Increased spending on automotive parts and accessories was also foreshadowed by Bapcor, a leading provider of automotive aftermarket parts, accessories. The company recently announced strong sales growth as Australians spent more on their cars in September.

In positive news for the industry, consumer confidence has also soared to its highest level in more than two years after the budget announcements.

That’s not to say the auto sector was entirely happy with the measures.

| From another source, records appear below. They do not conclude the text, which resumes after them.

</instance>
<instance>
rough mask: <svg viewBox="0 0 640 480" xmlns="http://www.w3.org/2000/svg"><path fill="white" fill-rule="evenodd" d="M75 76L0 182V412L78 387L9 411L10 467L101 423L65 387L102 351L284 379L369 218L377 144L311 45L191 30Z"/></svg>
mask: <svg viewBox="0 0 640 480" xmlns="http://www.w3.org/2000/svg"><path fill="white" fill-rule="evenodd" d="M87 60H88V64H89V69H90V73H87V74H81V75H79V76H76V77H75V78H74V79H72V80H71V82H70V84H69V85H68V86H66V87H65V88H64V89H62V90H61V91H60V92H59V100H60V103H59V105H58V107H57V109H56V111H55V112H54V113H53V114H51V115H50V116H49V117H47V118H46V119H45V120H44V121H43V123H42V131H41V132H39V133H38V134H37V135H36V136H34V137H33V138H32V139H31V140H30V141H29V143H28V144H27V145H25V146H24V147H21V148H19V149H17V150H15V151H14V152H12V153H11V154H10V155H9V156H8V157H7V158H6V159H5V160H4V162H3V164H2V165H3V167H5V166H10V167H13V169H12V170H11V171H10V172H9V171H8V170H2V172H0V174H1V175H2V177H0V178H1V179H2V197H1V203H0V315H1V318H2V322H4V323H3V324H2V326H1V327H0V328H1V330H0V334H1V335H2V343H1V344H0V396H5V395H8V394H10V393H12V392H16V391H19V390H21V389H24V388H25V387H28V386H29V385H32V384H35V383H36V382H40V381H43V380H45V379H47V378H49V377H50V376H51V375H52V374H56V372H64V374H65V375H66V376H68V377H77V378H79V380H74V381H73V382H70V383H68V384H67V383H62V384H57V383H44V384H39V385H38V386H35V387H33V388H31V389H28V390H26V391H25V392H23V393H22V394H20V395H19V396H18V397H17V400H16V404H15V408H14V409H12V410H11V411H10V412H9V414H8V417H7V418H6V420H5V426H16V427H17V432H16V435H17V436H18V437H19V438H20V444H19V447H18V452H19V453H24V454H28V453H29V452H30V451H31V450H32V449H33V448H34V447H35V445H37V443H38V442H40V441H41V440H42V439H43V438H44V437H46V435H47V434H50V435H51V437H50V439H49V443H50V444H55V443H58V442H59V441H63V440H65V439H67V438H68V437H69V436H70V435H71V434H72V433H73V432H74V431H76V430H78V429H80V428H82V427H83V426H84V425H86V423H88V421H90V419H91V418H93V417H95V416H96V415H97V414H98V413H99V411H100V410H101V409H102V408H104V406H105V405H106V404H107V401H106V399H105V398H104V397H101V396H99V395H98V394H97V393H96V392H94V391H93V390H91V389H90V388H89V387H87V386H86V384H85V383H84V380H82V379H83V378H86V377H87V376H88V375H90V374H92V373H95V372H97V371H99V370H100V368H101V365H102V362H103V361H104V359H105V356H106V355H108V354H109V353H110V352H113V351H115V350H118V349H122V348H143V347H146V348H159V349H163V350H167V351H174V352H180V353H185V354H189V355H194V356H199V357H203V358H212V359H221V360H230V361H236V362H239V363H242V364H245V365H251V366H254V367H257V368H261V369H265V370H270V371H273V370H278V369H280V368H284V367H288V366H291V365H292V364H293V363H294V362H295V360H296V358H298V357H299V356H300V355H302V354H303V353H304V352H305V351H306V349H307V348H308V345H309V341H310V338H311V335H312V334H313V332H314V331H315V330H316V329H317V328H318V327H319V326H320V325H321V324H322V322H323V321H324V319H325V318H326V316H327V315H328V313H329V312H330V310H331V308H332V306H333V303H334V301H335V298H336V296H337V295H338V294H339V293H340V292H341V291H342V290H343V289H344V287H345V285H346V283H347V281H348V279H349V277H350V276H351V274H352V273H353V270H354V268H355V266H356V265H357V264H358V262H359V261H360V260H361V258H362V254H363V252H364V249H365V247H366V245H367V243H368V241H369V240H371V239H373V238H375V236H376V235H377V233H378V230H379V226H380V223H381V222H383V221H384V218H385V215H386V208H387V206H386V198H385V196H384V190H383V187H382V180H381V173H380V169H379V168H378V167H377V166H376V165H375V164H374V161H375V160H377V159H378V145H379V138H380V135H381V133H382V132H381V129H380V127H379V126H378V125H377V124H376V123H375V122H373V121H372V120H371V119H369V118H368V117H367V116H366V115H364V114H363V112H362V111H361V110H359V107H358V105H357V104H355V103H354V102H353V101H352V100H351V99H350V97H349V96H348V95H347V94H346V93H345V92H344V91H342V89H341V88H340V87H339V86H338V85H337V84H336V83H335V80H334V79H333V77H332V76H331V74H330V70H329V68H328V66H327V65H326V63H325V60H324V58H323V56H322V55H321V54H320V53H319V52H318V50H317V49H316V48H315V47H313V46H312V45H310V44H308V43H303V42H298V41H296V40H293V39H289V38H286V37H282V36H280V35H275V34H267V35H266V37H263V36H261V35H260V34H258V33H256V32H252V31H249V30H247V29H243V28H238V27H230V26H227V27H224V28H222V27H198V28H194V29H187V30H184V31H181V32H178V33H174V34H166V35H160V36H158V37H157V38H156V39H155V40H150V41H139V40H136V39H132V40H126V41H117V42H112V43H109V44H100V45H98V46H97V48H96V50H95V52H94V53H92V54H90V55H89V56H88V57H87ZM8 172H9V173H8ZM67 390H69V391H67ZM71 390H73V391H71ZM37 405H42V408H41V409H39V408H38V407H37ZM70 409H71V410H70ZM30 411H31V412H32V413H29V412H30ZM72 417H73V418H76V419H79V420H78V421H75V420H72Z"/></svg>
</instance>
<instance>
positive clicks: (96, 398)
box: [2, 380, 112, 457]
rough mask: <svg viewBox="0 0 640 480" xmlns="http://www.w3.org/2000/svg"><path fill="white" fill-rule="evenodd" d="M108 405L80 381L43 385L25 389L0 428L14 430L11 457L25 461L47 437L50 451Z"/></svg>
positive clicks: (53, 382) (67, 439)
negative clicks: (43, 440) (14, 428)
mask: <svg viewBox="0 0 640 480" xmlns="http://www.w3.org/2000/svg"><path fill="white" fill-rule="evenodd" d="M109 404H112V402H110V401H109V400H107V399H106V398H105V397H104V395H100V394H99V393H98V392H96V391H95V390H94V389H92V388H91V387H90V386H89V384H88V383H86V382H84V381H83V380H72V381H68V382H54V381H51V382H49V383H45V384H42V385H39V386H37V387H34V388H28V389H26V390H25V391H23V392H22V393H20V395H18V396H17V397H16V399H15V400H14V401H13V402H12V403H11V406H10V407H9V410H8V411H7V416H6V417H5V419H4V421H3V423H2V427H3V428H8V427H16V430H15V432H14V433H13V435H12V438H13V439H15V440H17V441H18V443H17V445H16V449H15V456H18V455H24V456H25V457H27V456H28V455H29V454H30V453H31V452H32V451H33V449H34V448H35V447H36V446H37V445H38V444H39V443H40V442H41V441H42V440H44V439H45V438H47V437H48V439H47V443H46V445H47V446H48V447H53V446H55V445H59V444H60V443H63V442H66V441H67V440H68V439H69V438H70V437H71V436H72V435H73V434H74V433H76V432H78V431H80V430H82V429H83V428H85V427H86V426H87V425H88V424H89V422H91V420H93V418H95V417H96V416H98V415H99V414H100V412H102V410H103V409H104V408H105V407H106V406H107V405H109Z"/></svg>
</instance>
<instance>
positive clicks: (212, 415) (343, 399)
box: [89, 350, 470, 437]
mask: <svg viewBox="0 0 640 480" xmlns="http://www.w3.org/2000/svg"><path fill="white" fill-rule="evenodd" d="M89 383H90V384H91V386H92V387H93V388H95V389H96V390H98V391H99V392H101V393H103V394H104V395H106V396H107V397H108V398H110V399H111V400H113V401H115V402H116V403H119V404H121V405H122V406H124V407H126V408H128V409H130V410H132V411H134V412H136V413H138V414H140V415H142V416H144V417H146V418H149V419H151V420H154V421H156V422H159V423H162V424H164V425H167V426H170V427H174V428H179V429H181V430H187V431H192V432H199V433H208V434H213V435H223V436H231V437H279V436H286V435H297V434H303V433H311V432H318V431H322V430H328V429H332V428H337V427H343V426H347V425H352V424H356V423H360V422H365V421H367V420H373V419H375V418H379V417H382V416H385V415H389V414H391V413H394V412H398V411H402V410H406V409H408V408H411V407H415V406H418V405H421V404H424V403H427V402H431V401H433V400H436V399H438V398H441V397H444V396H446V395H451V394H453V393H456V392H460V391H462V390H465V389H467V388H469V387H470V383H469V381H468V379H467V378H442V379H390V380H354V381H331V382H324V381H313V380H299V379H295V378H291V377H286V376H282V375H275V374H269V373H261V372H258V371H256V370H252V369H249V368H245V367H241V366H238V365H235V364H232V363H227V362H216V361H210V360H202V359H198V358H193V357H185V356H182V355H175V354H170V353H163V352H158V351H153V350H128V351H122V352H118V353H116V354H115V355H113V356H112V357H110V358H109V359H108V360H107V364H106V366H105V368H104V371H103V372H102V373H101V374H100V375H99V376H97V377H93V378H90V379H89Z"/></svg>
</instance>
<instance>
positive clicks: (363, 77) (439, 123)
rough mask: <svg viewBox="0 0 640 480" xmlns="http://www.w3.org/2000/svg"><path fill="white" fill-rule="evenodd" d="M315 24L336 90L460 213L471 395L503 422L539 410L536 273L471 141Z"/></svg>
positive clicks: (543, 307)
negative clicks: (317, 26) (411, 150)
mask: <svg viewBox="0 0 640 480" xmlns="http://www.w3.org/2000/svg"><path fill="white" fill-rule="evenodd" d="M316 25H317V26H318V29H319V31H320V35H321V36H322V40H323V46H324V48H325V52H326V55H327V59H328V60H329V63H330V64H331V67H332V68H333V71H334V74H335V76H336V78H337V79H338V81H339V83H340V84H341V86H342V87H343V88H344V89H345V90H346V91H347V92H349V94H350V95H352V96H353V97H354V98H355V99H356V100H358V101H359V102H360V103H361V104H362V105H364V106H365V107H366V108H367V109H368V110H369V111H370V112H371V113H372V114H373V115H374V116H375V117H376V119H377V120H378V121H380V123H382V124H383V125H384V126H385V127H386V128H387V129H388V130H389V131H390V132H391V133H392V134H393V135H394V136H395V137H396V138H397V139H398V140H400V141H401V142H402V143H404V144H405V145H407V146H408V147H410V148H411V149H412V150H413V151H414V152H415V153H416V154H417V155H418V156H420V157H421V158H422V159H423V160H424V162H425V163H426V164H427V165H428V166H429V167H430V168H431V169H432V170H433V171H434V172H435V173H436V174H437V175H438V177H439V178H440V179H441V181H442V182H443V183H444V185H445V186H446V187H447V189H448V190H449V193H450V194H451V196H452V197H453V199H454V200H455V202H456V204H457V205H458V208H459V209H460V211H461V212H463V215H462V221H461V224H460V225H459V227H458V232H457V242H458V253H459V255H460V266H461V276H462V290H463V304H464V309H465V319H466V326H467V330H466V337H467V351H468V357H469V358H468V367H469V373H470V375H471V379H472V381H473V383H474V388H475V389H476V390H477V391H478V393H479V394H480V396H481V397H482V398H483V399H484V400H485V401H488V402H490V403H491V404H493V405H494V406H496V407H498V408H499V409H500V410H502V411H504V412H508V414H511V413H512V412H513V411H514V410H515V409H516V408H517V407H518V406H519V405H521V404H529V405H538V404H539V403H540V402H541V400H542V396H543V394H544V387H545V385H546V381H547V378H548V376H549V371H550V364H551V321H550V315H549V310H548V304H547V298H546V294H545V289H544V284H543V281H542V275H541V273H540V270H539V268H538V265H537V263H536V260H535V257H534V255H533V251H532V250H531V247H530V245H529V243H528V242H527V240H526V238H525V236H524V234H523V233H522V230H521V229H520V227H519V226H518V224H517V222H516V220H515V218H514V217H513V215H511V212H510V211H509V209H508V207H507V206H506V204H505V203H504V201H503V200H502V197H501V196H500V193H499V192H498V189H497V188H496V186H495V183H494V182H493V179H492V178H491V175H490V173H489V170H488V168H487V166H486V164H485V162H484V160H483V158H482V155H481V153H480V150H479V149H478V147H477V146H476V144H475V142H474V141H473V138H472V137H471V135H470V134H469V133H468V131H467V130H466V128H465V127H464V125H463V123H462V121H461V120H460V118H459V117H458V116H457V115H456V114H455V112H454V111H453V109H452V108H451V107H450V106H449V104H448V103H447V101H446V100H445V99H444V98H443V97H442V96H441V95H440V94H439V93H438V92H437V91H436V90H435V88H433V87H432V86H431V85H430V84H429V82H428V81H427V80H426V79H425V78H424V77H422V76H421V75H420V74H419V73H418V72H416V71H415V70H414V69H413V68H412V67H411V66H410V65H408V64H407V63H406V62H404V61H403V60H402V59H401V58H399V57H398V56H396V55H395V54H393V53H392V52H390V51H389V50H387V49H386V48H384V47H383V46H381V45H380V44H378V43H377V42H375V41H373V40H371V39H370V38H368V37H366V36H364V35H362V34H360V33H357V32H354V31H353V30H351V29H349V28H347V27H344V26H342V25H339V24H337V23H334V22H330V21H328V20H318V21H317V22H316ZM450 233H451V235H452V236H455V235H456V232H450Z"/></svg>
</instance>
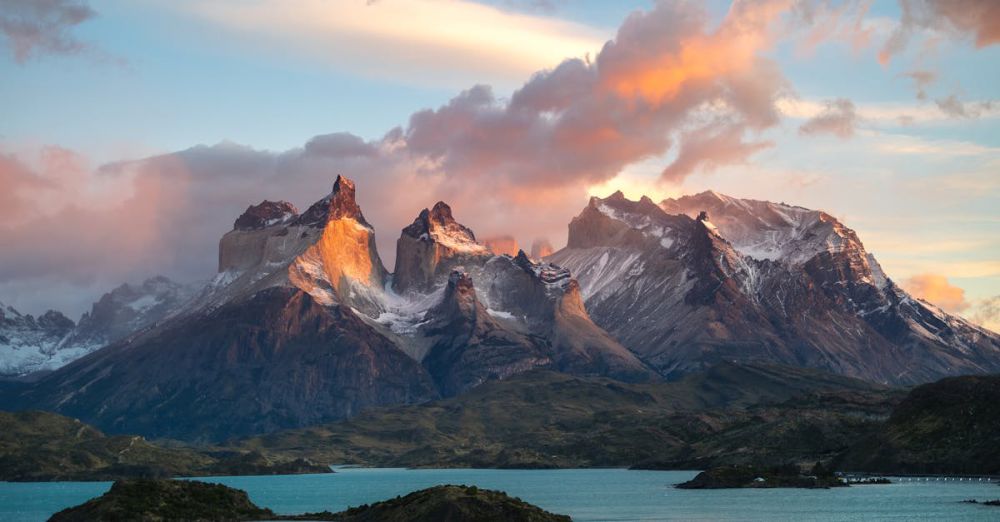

To the disappointment of many, there were no revisions to the punitive luxury car tax, the introduction of cash for clunkers schemes, nor incentives to facilitate the adoption of electric vehicles.

One brand decided to go it alone, with BMW responding with an announcement of its own; a $1500 discount for the purchase of a brand new electric BMW or Mini for business use.

The Federal Government did, however, allocate $5M to Australian electric vehicle start-up ACE-EV Group (Australian Clean Energy Electric Vehicle Group) as it pushes toward a late 2021 manufacturing start-up.

Established in Queensland in 2016 but now based in Adelaide, the company will use the money primarily to develop bi-directional vehicle-to-grid (V2G) recharging ability.

The company plans to launch with two models, the Cargo light commercial and Yewt Ute in October 2021, and follow up with the Urban passenger car in 2022.

In other EV start-up news, Australian company Nexport announced an agreement with Chinese automotive giant BYD, to construct a new production facility at Moss Vale (NSW) to build electrified cars, trucks and buses.